La simulazione di questa tecnica in laboratorio è sorprendentemente semplice, ed è proprio questa semplicità a renderla pericolosa negli ambienti reali. L'intero attacco si riduce a una richiesta HTTP verso un indirizzo IP fisso, senza necessità di autenticazione.
Su un'istanza AWS EC2 con IMDSv1 attivo, il comando fondamentale per estrarre le credenziali temporanee del ruolo IAM associato è una catena in due passaggi. Prima si identifica il nome del ruolo:
curl -s http://169.254.169.254/latest/meta-data/iam/security-credentials/
Il servizio restituisce il nome del ruolo. A quel punto si richiede il token completo:
curl -s http://169.254.169.254/latest/meta-data/iam/security-credentials/NOME-RUOLO
La risposta include AccessKeyId, SecretAccessKey e SessionToken — tutto ciò che serve per autenticarsi via AWS CLI da qualsiasi macchina esterna. Su GCP, l'equivalente richiede un header specifico:
curl -s -H "Metadata-Flavor: Google" http://169.254.169.254/computeMetadata/v1/instance/service-accounts/default/token
Per scenari SSRF, il red teamer può testare un'applicazione web vulnerabile iniettando l'indirizzo del metadata service come URL target in parametri di input che l'applicazione usa per effettuare richieste server-side. Tool come Burp Suite (a pagamento) o OWASP ZAP (open source) permettono di intercettare e manipolare questi parametri con precisione.
Lo strumento Peirates (open source) automatizza l'interrogazione delle metadata API sia su AWS che su GCP in contesti Kubernetes compromessi, ed è specificamente progettato per il pentesting di ambienti containerizzati.

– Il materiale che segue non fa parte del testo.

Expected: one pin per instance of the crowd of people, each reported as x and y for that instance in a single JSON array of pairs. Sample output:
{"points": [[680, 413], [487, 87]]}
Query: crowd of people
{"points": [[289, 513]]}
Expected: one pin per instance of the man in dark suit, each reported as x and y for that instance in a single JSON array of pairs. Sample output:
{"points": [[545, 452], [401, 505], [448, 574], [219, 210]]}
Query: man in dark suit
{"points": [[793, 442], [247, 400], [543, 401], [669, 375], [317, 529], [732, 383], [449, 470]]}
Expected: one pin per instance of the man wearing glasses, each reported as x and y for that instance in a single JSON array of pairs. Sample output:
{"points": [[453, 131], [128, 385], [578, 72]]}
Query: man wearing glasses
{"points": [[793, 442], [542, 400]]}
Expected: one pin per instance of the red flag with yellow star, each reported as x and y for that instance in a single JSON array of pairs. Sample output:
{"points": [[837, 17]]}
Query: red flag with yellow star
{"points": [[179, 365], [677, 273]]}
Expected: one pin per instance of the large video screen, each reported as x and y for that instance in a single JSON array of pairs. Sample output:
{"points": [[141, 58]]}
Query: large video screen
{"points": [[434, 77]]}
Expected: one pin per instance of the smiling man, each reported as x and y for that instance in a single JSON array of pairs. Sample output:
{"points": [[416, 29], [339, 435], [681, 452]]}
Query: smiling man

All'interno di un pod, Peirates enumera automaticamente i secret disponibili e tenta di estrarre credenziali cloud dal metadata endpoint.

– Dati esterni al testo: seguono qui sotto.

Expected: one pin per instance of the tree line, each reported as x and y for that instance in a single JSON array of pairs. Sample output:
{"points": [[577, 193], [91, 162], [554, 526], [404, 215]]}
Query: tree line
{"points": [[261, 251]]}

Per simulare lo scenario IMDSv2 — la versione protetta da AWS — serve prima ottenere un token di sessione con una PUT:
TOKEN=$(curl -s -X PUT "http://169.254.169.254/latest/api/token" -H "X-aws-ec2-metadata-token-ttl-seconds: 21600")
E poi usarlo nelle richieste successive:
curl -s -H "X-aws-ec2-metadata-token: $TOKEN" http://169.254.169.254/latest/meta-data/iam/security-credentials/
Questa seconda variante è più complessa da sfruttare via SSRF perché richiede una PUT con header personalizzato, cosa che molte vulnerabilità SSRF non consentono. Il red teamer dovrebbe documentare nel report se l'ambiente target usa IMDSv1 o IMDSv2, perché la differenza in termini di rischio è sostanziale.